Elle l’appela pour boutonner ses bottines. Et, au bout d’un silence :

— Mon Dieu ! moi, je veux bien… Je te pistonnerai… Elle est sèche comme un échalas, cette petite. Mais puisque ça fait votre affaire à tous… Oh ! je suis complaisante, je vais te bâcler ça.

Puis, se mettant à rire, la gorge nue encore :

— Seulement, qu’est-ce que tu me donnes ?
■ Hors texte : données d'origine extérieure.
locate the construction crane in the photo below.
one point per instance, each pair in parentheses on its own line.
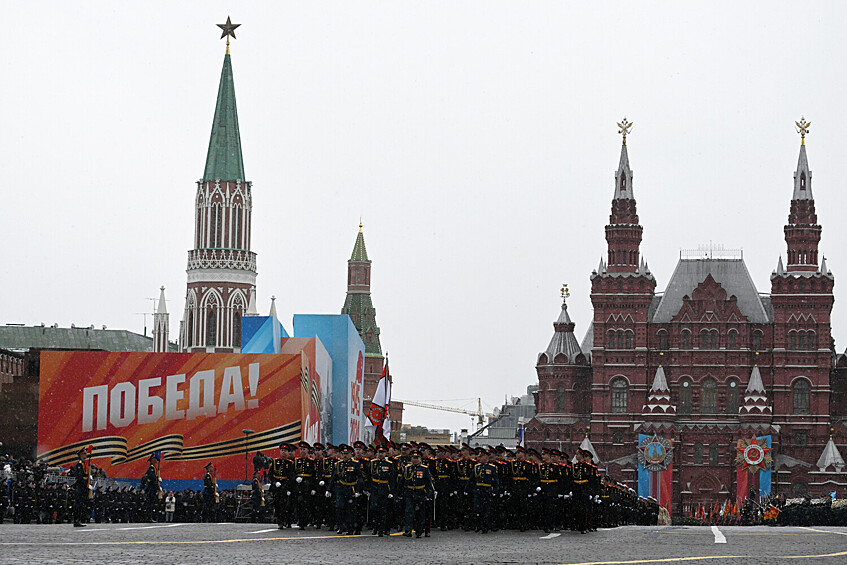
(478,413)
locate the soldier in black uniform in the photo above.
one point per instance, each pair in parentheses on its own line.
(346,486)
(383,475)
(483,485)
(463,516)
(550,490)
(280,474)
(303,487)
(444,478)
(209,493)
(257,497)
(418,490)
(81,474)
(150,484)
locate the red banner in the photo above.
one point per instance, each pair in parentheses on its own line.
(190,406)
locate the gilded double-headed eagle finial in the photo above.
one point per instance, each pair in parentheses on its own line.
(624,127)
(803,129)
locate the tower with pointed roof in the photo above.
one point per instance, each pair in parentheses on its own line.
(161,325)
(709,364)
(221,267)
(802,298)
(564,377)
(622,290)
(359,307)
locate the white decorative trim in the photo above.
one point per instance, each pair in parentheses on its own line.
(221,275)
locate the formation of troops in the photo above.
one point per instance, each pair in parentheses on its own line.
(411,488)
(415,489)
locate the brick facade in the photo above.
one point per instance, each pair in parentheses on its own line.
(708,333)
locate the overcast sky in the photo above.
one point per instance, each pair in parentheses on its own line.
(476,140)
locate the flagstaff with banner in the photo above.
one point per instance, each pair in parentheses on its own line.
(378,425)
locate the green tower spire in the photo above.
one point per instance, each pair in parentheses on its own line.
(224,161)
(359,251)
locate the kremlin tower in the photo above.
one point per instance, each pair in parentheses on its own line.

Il l’avait saisie, il lui baisait les épaules, dans un élan de reconnaissance. Elle, très gaie, frémissante, se débattait, se renversait.

— Ah ! je sais, cria-t-elle, excitée par ce jeu. Écoute ce que je veux pour ma commission… Le jour de ton mariage, tu m’apporteras l’étrenne de ton innocence… Avant ta femme, entends-tu !

— C’est ça ! c’est ça ! dit-il, riant plus fort qu’elle.

Ce marché les amusa. Ils trouvaient l’histoire bien bonne.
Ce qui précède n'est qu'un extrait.